Consider The Mayor of Casterbridge again. Hardy’s Wessex novels are peopled with minor rural characters who speak in West Country dialect. Within this setting, however, Hardy typically explores the fate and fortune of middleclass characters, whose speech is more standard than that of the rural characters. In the following scene from The Mayor of Casterbridge, which centres on the rise and fall of a character called Michael Henchard (from destitute rural worker to mayor of Casterbridge, then back to destitution), Henchard chastises one of the workers on his farm for being late in the mornings:

Then Henchard . . . declared with an oath that this was the last time; that if he were behind once more, by God, he would come and drag him out o’ bed.

’There is sommit wrong in my make, your worshipful!’ said Abel, ’. . . I never enjoy my bed at all, for no sooner do I lie down than I be asleep, and afore I be awake I be up. I’ve fretted my gizzard green about it, maister, but what can I do? . . .’

’I don’t want to hear it!’ roared Henchard. ’To-morrow the waggons must start at four, and if you’re not here, stand clear. I’ll mortify thy flesh for thee!’

The worker’s dialect is rendered here through non-standard spelling (’maister’), non-standard grammar (’no sooner do I lie down than I be asleep’) and dialect phrases (’I’ve fretted my gizzard’). More interestingly, though, in his anger Henchard ’lapses’ into dialect (and/or biblical language) in a way that reminds us of his origins (’thee’ and ’thy’ remain in use in dialects long after their disappearance from Standard English). The narrative voice reinforces this, by introducing Henchard’s first comments in Standard English using indirect speech (’Henchard declared with an oath that this was the last time’) and then switching into free indirect speech in order to let Henchard’s own, non-standard speech come through: ’by God, he would come and drag him out o’ bed’. (For discussion of ’indirect’ and ’free indirect speech’ see Unit 22, Speech and narration.)

6.5.2 Modernist polyphony

One distinctive feature of twentieth-century modernist writing is that a wider range of voices is sometimes presented than was usual (or even possible) in earlier literary works in English. In many cases, this introduction of a wider range of voices takes the form of variety switching (as in James Joyce’s Ulysses (1922)), or juxtaposition (as in T.S. Eliot’s The Waste Land(1922)). But a fundamental question about dialect representation then arises: Do such texts introduce representation (or mimicry) of regional and class voices as a fundamentally new kind of polyphony, in which voices have become equal? Or is there still a hierarchy of voices in terms of relative seriousness and authority, with the extra voices included merely so that they can be finally subordinated to, or refined into, a reaffirmed, authoritative standard voice of the narrator or poetic persona? (The second of these alternatives is directly arguable in relation to T.S. Eliot’s The Waste Land; for a discussion of this issue in Ulysses, see Unit 7, Language and context: register and Unit 12, Juxtaposition.)

In such experimental writing it is significant that regional varieties are used as much to create a visible (or ’visible-audible’), schematic contrast between Standard and non-Standard English as for their own qualities.

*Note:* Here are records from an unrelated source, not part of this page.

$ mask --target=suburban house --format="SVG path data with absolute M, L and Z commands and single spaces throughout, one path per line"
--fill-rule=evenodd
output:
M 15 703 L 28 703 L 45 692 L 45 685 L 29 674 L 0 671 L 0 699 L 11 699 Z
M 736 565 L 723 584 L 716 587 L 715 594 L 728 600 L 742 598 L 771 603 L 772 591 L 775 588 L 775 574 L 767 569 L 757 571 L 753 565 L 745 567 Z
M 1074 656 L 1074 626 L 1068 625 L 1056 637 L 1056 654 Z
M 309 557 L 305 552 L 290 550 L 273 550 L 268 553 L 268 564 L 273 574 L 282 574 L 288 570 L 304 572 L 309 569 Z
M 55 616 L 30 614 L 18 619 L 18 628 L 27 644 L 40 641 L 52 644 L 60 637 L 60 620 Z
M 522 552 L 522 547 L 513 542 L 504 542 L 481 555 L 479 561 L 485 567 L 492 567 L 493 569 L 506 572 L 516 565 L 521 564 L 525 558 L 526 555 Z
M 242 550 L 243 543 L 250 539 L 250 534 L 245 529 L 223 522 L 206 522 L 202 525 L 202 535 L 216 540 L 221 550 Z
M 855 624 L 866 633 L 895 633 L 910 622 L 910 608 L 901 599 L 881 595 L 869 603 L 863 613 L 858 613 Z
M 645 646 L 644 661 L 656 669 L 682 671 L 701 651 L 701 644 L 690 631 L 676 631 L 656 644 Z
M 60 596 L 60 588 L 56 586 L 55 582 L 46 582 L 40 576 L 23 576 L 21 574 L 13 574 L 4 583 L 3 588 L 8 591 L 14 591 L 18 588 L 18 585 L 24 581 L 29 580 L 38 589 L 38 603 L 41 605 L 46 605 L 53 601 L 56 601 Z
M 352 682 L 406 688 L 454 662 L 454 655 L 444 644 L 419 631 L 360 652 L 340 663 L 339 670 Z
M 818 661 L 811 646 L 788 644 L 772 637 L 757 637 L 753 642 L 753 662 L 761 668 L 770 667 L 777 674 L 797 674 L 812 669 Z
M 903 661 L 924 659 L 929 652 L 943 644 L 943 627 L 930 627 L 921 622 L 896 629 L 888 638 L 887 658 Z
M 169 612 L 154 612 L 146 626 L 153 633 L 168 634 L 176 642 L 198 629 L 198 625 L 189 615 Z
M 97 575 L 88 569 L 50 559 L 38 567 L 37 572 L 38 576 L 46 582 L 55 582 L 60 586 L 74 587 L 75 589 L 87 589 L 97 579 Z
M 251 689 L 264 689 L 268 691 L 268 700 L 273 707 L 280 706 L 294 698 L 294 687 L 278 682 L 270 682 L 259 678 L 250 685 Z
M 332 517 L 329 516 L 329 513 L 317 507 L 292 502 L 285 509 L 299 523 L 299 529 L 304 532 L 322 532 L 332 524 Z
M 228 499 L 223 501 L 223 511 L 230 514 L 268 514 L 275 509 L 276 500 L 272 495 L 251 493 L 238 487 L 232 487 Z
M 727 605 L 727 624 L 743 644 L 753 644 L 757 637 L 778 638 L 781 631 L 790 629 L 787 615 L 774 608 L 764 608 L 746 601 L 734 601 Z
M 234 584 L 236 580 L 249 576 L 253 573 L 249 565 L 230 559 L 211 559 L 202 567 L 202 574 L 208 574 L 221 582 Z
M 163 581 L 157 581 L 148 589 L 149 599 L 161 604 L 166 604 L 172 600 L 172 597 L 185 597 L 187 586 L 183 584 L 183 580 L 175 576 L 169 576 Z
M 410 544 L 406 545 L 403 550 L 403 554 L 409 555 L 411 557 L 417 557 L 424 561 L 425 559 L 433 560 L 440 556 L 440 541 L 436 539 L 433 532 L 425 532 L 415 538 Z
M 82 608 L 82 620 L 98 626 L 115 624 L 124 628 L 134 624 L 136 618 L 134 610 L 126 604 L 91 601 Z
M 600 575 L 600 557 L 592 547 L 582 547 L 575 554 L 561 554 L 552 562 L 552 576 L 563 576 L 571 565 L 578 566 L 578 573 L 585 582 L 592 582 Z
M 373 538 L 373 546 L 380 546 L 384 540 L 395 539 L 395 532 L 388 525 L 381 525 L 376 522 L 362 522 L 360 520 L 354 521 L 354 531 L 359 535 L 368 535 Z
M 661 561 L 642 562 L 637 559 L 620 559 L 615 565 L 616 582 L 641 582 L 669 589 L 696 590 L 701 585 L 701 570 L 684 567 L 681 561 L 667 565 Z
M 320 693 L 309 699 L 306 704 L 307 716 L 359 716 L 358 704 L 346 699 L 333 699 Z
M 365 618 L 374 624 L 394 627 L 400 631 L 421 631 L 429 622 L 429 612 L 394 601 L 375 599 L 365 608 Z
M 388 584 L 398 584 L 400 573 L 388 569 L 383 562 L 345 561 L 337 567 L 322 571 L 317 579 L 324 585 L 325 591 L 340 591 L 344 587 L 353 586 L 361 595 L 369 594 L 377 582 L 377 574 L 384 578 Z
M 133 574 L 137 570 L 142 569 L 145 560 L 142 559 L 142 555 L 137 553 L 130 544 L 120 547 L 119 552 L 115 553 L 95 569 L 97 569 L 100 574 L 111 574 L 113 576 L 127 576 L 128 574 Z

Arguably only in forms of dialect writing linked to an expressed sense of regional identity (as in much Scottish writing since the early twentieth century) does dialect function less to contrast with the established standard than to affirm a distinct regional idiom.

How dialect will be used in literary works in future is far from certain. In contemporary Britain, people have many quite different experiences of place, partly because of the regional, class and ethnic diversity of the population; so this seems likely to give rise to continuing experimentation with juxtaposition and mixing of language varieties. Also, since people move from place to place and take their dialect with them, interaction between the regional and social dimensions of dialect seems likely to result in changing and unpredictable connections between voice, region and sense of identity.